Rackspace gives you a different approach, reviving a true market-based auction where prices are set by actual clearing prices and capacity is allocated based on the value users place on it, delivering the original promise of the computational market: cheaper compute driven by transparent signals, not opaque algorithms.

Summary: How spot compute differs across providers

The table below provides a side-by-side comparison of Spot offerings across major cloud providers, highlighting differences in pricing, interruptions, and operational support.

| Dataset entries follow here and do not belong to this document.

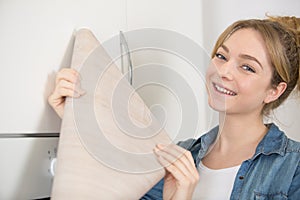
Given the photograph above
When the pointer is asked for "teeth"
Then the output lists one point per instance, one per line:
(224, 91)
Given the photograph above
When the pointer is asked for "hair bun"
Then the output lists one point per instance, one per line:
(292, 23)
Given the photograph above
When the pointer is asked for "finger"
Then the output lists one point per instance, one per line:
(66, 89)
(67, 74)
(182, 154)
(177, 174)
(180, 163)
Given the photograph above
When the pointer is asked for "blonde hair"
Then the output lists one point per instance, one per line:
(282, 38)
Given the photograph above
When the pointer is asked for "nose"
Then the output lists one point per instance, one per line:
(225, 70)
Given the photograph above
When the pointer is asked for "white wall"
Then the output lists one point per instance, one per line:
(35, 36)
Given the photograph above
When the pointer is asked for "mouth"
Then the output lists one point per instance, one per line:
(223, 90)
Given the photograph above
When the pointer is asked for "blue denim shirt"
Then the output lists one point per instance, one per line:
(272, 173)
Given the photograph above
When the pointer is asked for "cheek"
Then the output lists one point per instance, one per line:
(210, 71)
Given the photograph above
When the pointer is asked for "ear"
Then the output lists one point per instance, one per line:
(274, 93)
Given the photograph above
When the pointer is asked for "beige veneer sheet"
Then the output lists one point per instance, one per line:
(108, 135)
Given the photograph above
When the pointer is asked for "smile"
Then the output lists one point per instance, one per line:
(224, 90)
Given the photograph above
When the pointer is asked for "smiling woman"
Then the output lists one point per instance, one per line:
(254, 67)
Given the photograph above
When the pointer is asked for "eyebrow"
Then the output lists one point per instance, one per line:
(245, 56)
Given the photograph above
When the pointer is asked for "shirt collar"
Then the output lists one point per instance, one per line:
(275, 141)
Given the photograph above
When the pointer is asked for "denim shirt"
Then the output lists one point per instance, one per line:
(272, 173)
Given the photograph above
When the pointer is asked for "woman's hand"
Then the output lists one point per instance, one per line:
(66, 85)
(181, 174)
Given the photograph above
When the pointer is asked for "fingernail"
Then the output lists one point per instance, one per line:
(76, 95)
(161, 146)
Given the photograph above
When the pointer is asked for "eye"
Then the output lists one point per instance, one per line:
(248, 68)
(220, 56)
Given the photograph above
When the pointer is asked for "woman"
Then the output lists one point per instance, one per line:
(254, 67)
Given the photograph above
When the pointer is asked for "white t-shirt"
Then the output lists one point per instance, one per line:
(215, 184)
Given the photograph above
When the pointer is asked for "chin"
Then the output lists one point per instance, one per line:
(216, 105)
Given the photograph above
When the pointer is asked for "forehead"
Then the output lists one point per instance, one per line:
(248, 41)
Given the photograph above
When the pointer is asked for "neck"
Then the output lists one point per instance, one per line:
(236, 129)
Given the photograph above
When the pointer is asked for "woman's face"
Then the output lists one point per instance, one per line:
(238, 78)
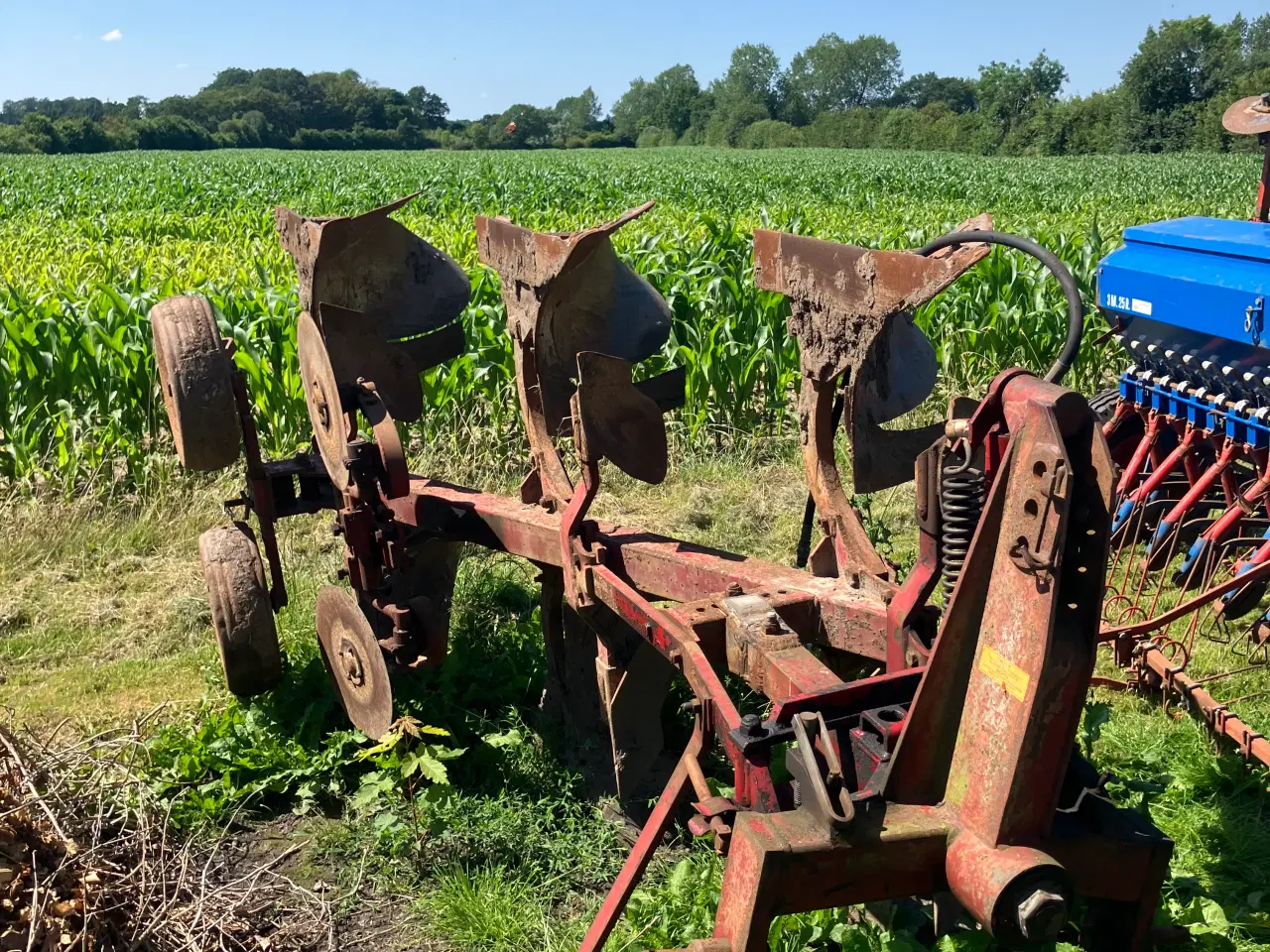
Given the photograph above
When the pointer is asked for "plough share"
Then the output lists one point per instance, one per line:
(951, 774)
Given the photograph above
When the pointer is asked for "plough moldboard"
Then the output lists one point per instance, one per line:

Feature AWS Spot Instances GCP Spot VMs Azure Spot VMs Rackspace Spot
Pricing mechanism Provider-managed variable pricing based on supply and demand Provider-managed variable pricing; adjusts daily based on supply and demand (up to 91% discount) Provider-managed variable pricing based on supply and demand Market-based auction; user bids compete for capacity with transparent market prices
Maximum runtime No hard limit No hard limit No hard limit No hard limit
Interruption warning 2-minute notification 30-second notification 30-second notification 2-minute notification
Orchestration support Auto Scaling Groups, EC2 Fleet, ECS, EKS Managed Instance Groups, Google Kubernetes Engine Virtual Machine Scale Sets, Azure Kubernetes Service Fully managed Kubernetes clusters
Service guarantees No SLA provided No SLA provided No SLA provided No SLA provided
Billing increment Per-second (60-second minimum) Per-second Per-second Per-second (60-second minimum)
What triggers revocation AWS needs the capacity GCP needs the capacity Azure needs the capacity The market price goes above the user's bid

Glossary

Term Definition
Spot instance A virtual server using surplus cloud capacity at 50-90% discounts. Can be interrupted with short notice when the provider needs capacity for higher-priority workloads.
Spot market The marketplace where providers sell surplus capacity at discounted prices. Each instance type per availability zone typically has its own spot market.
Spot pricing The mechanism determining hourly rates for Spot instances. Prices may be set through auctions (user bids), provider-managed dynamic pricing (prices adjusted internally based on capacity and demand), or static discounts (fixed percentage reductions).
Market-based allocation A resource allocation approach where prices are set by supply and demand rather than fixed rates. As demand for capacity increases, prices rise; as demand falls, prices drop. This model is used to efficiently distribute scarce compute resources and incentivize flexible usage.
Auction-based pricing A pricing mechanism where users bid for capacity. When the auction runs, bids are ordered from lowest to highest, and capacity is allocated to the highest bidders until the available supply is filled. All winning bidders pay the same market-clearing price. AWS used this model from 2009–2017; Rackspace uses it today.
Bid (Auction-based Spot pricing)The highest price a user is willing to offer for capacity in an auction-based Spot system. A bid participates directly in the market: it is compared against other users' bids to determine who receives capacity and what the market-clearing price will be.
Maximum price The highest price you are willing to pay per hour for a Spot instance. This is not a bid. The cloud provider sets Spot prices independently, and your maximum price does not influence the market price. It acts as a threshold: if the current Spot price exceeds your maximum, your instance will not start or will be stopped/evicted. AWS, Azure, and GCP all support maximum price settings.
Price smoothing Gradual price changes based on long-term trends rather than real-time supply/demand fluctuations.
Interruption Termination of a spot instance by the provider with 30 seconds to 2 minutes warning. Occurs when capacity is needed or (in auctions) when price exceeds user's bid.